Drawing his arm back, he took aim at the large front window.
End of Chapter 18
Monday 4th November 1985: 18.30 – 18.33
The scream had the weirdest echoing property about it. As if it had been about a dozen screams all mixed into one.
After it died away, Kevin Proctor found himself, for no reason he could think of, standing beside his car rather than sitting in the driver’s seat.
The door was open, so he assumed he must have jumped out. He couldn’t remember doing that; but he’d been inside, and now he wasn’t. So…
That novel he’d been thinking he might write. The editor hero had obviously leaped out of the car because his love interest, the beautiful, curvy (but aloof) PA, was in desperate trouble, and needed him to spring into courageous action.
But where to spring?
He stared over the roof of his car towards the bungalow. That was the obvious place. But did he really want to spring in that direction? He rather thought not.
A figure emerged.
It was the last person who’d gone in; the older of the two seedy look-alikes. Who now began staring round the garden as if trying to find something.
And then Kevin felt a touch on his shoulder, and sprang into action so high he nearly landed on the roof of the car.
He did land in not quite a crumpled heap. It was a close-run thing, though; his legs were again shaking so badly he had to hang on to the roof of the car to stay passably upright.
And stared into the fierce eyes of – erm, fierce eye and fierce – erm – fierce – shudder – of the old lady – erm – old – erm – old – whom he’d driven here. Erm…

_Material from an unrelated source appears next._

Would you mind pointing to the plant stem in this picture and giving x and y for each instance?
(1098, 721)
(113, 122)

The erms came to a dead end, interrupted by a sort of strangled giggle. He glanced around to find out who might have made such a noise, and realised it was him.
He clamped his mouth shut in case another one escaped, and concentrated instead on being very, very nervous.

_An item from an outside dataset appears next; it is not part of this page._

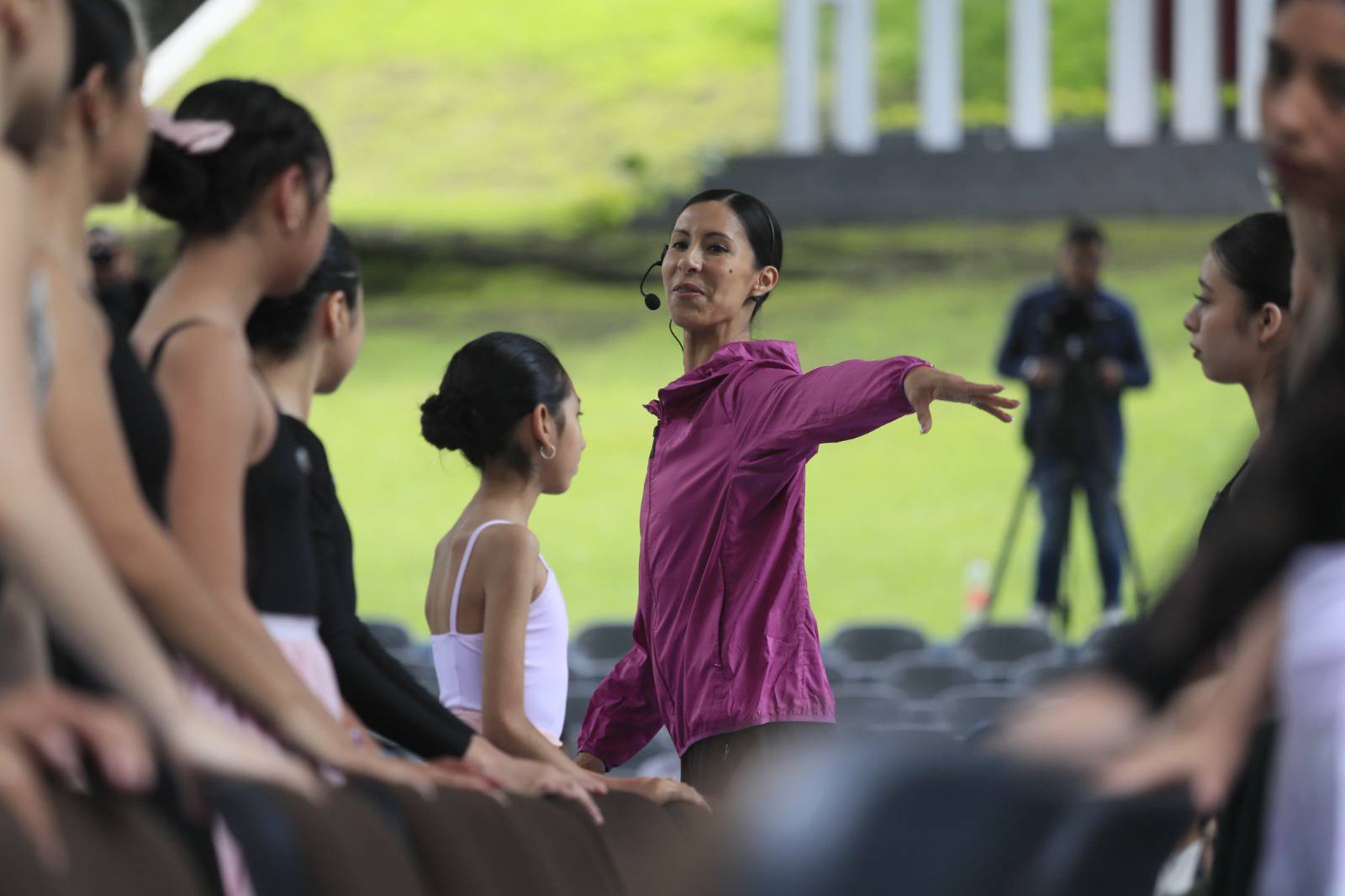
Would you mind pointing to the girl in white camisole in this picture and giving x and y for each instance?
(495, 613)
(459, 658)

‘Ah, dear,’ the old woman…
Kevin fixed what he hoped desperately was a smile onto his face. To his embarrassment, another giggle took the opportunity to make a break for freedom.
If she noticed, she didn’t appear to share his discomfiture. Instead, she reached into the white coat she was –
Well – wearing was too neat a word. Occupying summed it up better.
In an evening that had already contained so many astonishments Kevin had well and truly lost count, she handed him a brown A4 envelope.
‘I bumped into someone earlier who was supposed to be delivering this to you in the morning,’ she… ‘I’m afraid he’s a little inconvenienced now, so won’t be able to. So I said I’d give it to you for him.’
Thank – Thank –
It was no good. He’d forgotten how to get his breath to make the right noises.
‘You’re welcome, dear,’ the old woman… As if he had managed to say the words.
‘Well – bye then, dear,’ she added. ‘I think I might well see you again.’
Added. At least that didn’t require ellipses to replace it, like the word said did.
Hang on! What did she mean by ‘might well see you again’?
He opened his mouth to try asking, but she was already stomping off down the road.